Partitions
A partition is a set of compute nodes grouped logically based on their hardware features. The table below shows the available partitions and their properties / features in HPC2021 and AI-Research systems respectively.
For AI-Research System
Partition | Default / Max Job duration | # of nodes | cores per node | RAM(GB) per node | RAM(GB) per core | Features |
---|---|---|---|---|---|---|
debug | 4 Days | 1 | 256 | 1024 | 4 | EPYC7742 |
For HPC2021 System
Partition | Default / Max Job duration | # of nodes | cores per node | RAM(GB) per node | RAM(GB) per core | Features |
---|---|---|---|---|---|---|
intel (default) | 1 Day / 1 Week | 84 | 32 | 192 | 6 | GOLD6626R |
amd | 1 Day / 1 Week | 28 | 64 | 256 | 4 | EPYC7542 |
28 | 128 | 512 | 4 | EPYC7742 | ||
10 | 192 | 768 | 4 | EPYC9654 | ||
gpu | 1 Day / 1 Week | 4 | 32 | 384 | 12 | 4x V100 |
3 | 32 | 384 | 12 | 8x V100 | ||
l40s | 1 Day / 1 Week | 5 | 64 | 512 | 8 | 8x L40S |
15 | 48 | 512 | 10.6 | 4x L40S | ||
hugemem | 1 Day / 1 Week | 2 | 128 | 2048 | 16 | EPYC7742 + 2TB RAM |
condo_amd/c_mehpc3* | 1 Day / 1 Week | 8 | 128 | 512 | 4 | EPYC7742 |
condo_amd/c_foss_amd* | 1 Day / 1 Week | 8 | 192 | 768 | 4 | EPYC9654 |
condo_gpu/c_foss_gpu* | 1 Day / 1 Week | 2 | 64 | 1024 | 16 | 10x L40 |
* Partitions starting with “c_” are reserved for the owner of the machines. Normal user should use either “condo_amd” or “condo_gpu”. Jobs from the “condo_” partitions will be re-queued if the owners’ job have been queued for 1 hour.
Quality of Service (QoS)
Each QoS is assigned a set of limits to be applied to the job, dictating the limit in the resources and partitions that a job is entitled to request. The table below shows the available QoS in HPC2021 and their allowed partitions / resources limits.
For AI-Research System
QoS | Supported Partition(s) | Max Job Duration | Max Resources per job |
---|---|---|---|
debug (default) | debug | 4 days |
For HPC2021 System
QoS | Supported Partition(s) | Max Job Duration | Max Resources per job |
---|---|---|---|
debug | intel, amd, gpu, l40s, condo_amd | 30min | 2 nodes, 2 GPUs |
normal (default) | intel, amd, condo_amd | 1 Week | 1024 cores |
long | intel, amd, condo_amd | 2 Weeks | 1 node |
^ special | intel, amd | 1 Day | 2048 cores |
^ gpu | gpu, l40s | 1 Week | 1 node, 4 GPUs |
^ hugemem | hugemem | 1 Week | 1 node, 2TB RAM |
^ Require special approval
Users are advised to specify a suitable QoS depending on the job’s requirement.

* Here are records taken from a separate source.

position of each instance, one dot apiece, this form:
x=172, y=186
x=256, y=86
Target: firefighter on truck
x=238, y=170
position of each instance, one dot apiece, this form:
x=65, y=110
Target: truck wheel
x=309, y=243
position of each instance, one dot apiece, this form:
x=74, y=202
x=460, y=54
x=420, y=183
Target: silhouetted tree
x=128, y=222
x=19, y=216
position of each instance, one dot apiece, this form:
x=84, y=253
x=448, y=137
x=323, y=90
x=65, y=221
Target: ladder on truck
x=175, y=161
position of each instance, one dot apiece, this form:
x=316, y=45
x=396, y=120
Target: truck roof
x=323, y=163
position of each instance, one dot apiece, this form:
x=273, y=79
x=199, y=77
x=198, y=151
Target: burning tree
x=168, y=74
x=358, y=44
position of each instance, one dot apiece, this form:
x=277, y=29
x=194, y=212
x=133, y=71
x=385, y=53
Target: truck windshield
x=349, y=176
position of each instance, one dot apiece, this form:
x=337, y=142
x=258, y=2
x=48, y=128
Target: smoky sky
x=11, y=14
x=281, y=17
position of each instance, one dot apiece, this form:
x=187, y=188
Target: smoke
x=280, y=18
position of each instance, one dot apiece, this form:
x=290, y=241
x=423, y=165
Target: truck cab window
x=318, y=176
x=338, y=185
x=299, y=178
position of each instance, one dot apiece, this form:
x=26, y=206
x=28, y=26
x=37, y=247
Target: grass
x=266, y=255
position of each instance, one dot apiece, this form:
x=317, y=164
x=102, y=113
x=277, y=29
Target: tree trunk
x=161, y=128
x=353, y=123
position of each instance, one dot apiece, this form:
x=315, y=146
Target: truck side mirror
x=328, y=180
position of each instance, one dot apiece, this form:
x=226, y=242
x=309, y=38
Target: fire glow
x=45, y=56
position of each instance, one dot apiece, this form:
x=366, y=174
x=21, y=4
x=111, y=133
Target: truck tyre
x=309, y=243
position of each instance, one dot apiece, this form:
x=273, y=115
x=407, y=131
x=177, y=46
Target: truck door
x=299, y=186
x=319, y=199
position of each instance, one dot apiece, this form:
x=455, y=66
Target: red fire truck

- For those jobs supporting parallel computing that utilizes computing resources across multiple nodes (e.g. via MPI) , then the “normal” QoS is a desirable one as the job may request for a handful of CPU cores.
- For those serial jobs or multi-threaded (OpenMP) jobs that can only be executed on a single node and it is expected to take a longer running time, then the “long” QoS is a more preferable one as the job may request for a node with a longer job duration (up to two weeks).